Cette baisse progressive de la fréquentation aide les distributeurs à lutter contre les ruptures de stock. «Il peut y avoir des tensions, mais elles restent ponctuelles et elles n'ont plus rien à voir avec celles observées au début du confinement. On aura toujours le moyen de consommer des pâtes, malgré la diminution du nombre de références proposées en rayon », rassure Thierry Desouches.

Système U relève aussi plusieurs modifications dans les comportements des acheteurs se rendant dans ses magasins. D’abord, le panier moyen d’un client de supermarché a presque doublé, passant de 50 euros environ à 90 euros. En parallèle, la fréquentation, en nombre de personnes, a baissé. «Les clients font des grosses courses, ils se rendent moins souvent en magasin. En parallèle, ils mangent plus à leur domicile, et doivent donc acheter davantage de produits alimentaires, ce qui augmente la facture globale», résume le responsable.

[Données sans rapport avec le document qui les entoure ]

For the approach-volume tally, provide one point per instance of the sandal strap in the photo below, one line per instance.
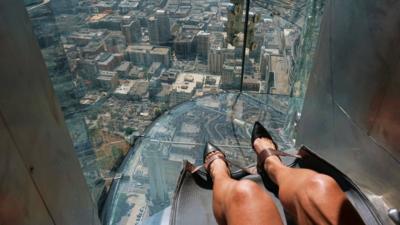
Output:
(216, 155)
(265, 153)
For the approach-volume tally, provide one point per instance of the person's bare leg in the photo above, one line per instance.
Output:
(240, 202)
(311, 197)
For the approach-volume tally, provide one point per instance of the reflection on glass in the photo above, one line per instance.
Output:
(163, 76)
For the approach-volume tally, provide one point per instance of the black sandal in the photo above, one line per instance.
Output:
(259, 131)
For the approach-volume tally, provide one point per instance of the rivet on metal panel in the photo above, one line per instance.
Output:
(394, 214)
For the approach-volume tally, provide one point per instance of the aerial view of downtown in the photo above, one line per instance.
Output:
(143, 84)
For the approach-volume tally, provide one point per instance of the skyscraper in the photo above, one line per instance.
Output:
(159, 28)
(132, 31)
(215, 60)
(203, 41)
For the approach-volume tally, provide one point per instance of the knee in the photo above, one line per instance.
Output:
(244, 190)
(320, 185)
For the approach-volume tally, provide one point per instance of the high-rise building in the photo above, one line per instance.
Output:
(159, 28)
(264, 63)
(132, 31)
(215, 60)
(203, 41)
(147, 54)
(185, 46)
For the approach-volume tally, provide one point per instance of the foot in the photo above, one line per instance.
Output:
(264, 146)
(215, 162)
(218, 167)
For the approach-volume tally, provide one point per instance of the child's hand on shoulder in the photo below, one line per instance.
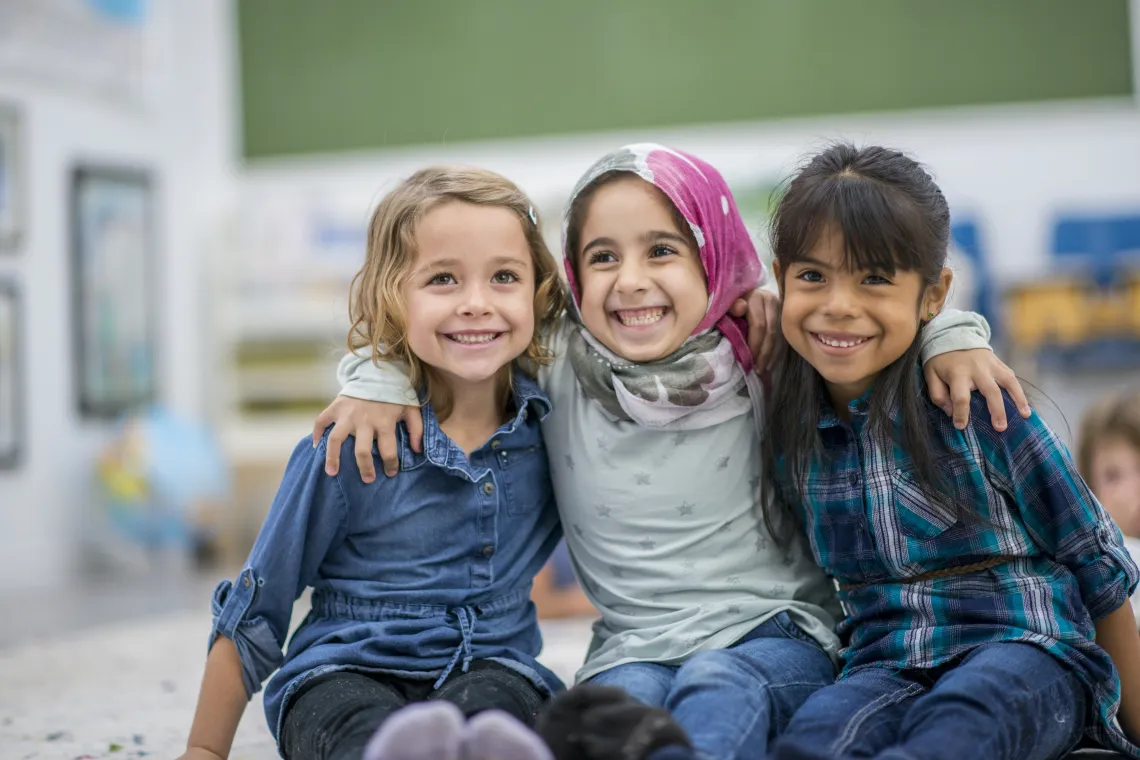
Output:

Ensuite, les consommateurs achètent «plus de produits en conserve, transformés, que de produits frais», une modification par rapport au début du confinement, qui peut se comprendre par un double mouvement : la fermeture ponctuelle de ces rayons, dans les magasins, d’une part, et la «désaffection de ces produits, au profit de ceux élaborés». «Les produits bruts peuvent être, aux yeux des acheteurs, plus suspects d’une éventuelle contamination», avance Thierry Desouches en guise d’explication. Enfin, les clients privilégient désormais le «petit magasin de proximité, où l’on fait ses courses plus vite, avec moins de monde», ajoute le responsable. Là encore, les données de Nielsen semblent confirmer cette dernière observation.

À l'échelle nationale, la Fédération du commerce et de la distribution (FCD), qui regroupe plusieurs grandes enseignes, dont Carrefour, le groupe Casino, Picard ou encore Franprix, martèle qu’il n’y a «pas de risque avéré de pénurie alimentaire en France». L’impression d’un manque pour certains produits vient principalement de la situation dans les grandes villes, où «une sensation de non-disponibilité de certains produits» a été entraînée «à tort» par les ruées des premiers jours pour faire des stocks, indique la FCD. Dans le reste du pays, à l'inverse, la situation a été moins tendue. Par ailleurs, l’organisation se dit «mobilisée pour trouver des solutions et optimiser les débouchés», afin d’éviter autant que faire se peut les «tensions» mentionnées par Bruno Le Maire.

Les interprofessions, comme celles du lait, des œufs ou de la volaille, travaillent également à limiter les ruptures de stock constatées çà et là dans les rayons. L’une des solutions mentionnées par la Fédération est notamment la «re-allocation possible [...] des produits destinés en temps normal à l’hôtellerie et à la restauration», afin d’éviter le gaspillage et d’offrir des débouchés aux producteurs.